Plus que le manque de communication, c’est d’ailleurs sans doute la panne de jambes de certaines tricolores qui a posé problème lors de cette course à l’arc-en-ciel. Car outre Juliette Labous, sa compère franc-comtoise Evita Muzic n’était, elle non plus, pas dans une grande journée. “C’est sûr qu’à la fin de la course, il en manquait un peu dans les jambes... On a fait ce qu’on a pu. C’était un circuit très difficile malgré ce qu’on croyait. C’était usant. Au final, après les monts, ça ne faisait qu’attaquer. C’était vraiment dur mais cela dit, je n’avais aucune ambition personnelle”, affirme la Championne de France auprès de DirectVelo.

AUDE BIANNIC A TENTÉ SA CHANCE

Finalement, ce sont avant-tout les athlètes expérimentées qui se sont mises en évidence ce samedi. Car en plus d’Audrey Cordon-Ragot, c’est Aude Biannic qui a fait la course, s’offrant même un court mais intense baroud seule en tête sur le circuit final, avant d’être imitée par l’Espagnole Mavi Garcia. “J’ai essayé d’anticiper, je me sentais encore plutôt pas mal. Je n’étais pas non plus exceptionnelle vu que j’avais fait des efforts avant. Mais je me suis dit que sur un circuit comme ça, c’était peut-être pas mal d’anticiper si jamais il y avait une Néerlandaise qui attaquait en costaud dans une bosse. Je n’aurais pas pu suivre à la pédale donc autant avoir un coup d’avance”. C’était sans compter sur la vigilance du peloton, qui ne lui a laissé aucune marge de manœuvre, ni le temps d’espérer quoi que ce soit. “Quand je suis partie, c’était plutôt au feeling. J’ai vu que le peloton avait envie de se poser un peu. Je me suis dit que c’était le moment de tenter le tout pour le tout. Il restait encore pas mal de kilomètres mais on ne sait jamais ce qu'il peut se passer.... Le peloton aurait pu faire rideau. Et si j’avais pu avoir une Néerlandaise, une Italienne ou une Allemande avec moi, ça aurait été tout bénéfique et ça aurait pu aller plus loin. Malheureusement, ce sont les faits de course. J’ai tenté et je n’ai rien à regretter”.

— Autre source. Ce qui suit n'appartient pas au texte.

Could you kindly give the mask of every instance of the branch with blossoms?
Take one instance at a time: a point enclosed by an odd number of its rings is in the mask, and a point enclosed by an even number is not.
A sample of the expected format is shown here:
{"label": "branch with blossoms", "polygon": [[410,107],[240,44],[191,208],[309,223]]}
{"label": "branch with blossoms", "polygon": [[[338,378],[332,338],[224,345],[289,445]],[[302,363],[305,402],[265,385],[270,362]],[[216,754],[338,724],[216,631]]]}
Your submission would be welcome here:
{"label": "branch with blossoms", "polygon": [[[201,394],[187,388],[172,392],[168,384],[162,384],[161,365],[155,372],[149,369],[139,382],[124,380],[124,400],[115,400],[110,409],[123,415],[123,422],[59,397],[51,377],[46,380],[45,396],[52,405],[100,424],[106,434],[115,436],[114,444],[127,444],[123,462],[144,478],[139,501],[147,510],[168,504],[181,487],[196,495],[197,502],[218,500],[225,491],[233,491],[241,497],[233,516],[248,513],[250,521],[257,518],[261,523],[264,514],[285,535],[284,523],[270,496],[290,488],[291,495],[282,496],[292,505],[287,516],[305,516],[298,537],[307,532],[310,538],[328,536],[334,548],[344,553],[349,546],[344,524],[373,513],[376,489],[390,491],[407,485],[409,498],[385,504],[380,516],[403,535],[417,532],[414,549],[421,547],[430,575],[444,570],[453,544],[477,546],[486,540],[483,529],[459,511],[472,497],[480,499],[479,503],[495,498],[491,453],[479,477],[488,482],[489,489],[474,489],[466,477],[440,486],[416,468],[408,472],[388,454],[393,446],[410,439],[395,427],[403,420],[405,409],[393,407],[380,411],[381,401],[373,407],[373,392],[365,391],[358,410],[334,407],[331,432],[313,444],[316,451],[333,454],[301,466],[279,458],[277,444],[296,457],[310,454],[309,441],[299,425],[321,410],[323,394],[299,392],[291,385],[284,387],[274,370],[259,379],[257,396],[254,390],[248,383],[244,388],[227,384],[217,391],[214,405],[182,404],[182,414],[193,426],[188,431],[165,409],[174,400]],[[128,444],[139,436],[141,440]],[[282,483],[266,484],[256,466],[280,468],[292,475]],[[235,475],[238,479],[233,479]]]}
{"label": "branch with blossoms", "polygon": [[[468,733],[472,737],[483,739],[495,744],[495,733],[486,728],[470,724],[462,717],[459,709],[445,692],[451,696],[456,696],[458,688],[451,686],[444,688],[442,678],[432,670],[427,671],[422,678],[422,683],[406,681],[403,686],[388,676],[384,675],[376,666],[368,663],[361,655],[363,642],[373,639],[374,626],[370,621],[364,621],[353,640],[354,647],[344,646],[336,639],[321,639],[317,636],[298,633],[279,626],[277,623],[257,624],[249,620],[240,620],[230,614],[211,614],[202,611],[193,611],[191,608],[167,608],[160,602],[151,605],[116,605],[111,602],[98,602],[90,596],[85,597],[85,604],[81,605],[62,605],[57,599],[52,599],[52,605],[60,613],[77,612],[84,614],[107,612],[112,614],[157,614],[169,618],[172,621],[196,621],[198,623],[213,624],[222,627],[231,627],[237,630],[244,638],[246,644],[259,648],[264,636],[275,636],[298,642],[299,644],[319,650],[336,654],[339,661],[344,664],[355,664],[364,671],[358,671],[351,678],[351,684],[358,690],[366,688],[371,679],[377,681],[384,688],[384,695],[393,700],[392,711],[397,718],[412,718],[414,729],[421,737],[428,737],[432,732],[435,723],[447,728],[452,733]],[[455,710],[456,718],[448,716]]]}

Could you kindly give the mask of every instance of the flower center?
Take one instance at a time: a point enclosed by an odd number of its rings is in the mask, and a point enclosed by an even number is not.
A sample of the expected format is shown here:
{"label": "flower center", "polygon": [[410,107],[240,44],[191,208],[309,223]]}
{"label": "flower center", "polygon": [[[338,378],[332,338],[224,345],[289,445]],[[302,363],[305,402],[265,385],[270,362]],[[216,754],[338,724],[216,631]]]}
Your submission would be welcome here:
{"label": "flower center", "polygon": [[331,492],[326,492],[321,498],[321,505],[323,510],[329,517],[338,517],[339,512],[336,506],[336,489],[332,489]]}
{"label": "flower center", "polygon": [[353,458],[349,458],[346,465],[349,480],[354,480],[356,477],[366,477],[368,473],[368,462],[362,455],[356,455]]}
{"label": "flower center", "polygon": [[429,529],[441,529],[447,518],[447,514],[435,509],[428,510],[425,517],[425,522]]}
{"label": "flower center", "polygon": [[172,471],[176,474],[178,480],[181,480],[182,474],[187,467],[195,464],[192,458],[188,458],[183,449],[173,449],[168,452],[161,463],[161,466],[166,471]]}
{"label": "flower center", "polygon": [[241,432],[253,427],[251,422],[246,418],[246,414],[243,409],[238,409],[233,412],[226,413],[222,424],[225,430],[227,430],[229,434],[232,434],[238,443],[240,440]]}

Comme Audrey Cordon-Ragot, Aude Biannic considère elle aussi qu’une meilleure gestion de la course aurait été profitable aux Bleues. “J’avais plutôt un rôle de coéquipière à la base pour replacer Juliette et Audrey au pied des monts. J’avais fait quand même pas mal d’efforts au milieu de course sur le circuit flandrien. Je pense que c’est ce qui m’a coûté le fait de ne pas être là sur le circuit final et au sprint pour aider Audrey. C’est dommage qu’elle se soit retrouvée seule”. Et à Audrey Cordon-Ragot de conclure : “On a été actrices de la course. On n’a pas de regrets même si j’aurais dû basculer en tête dans le dernier tour. Le vélo n’est jamais une science exacte”.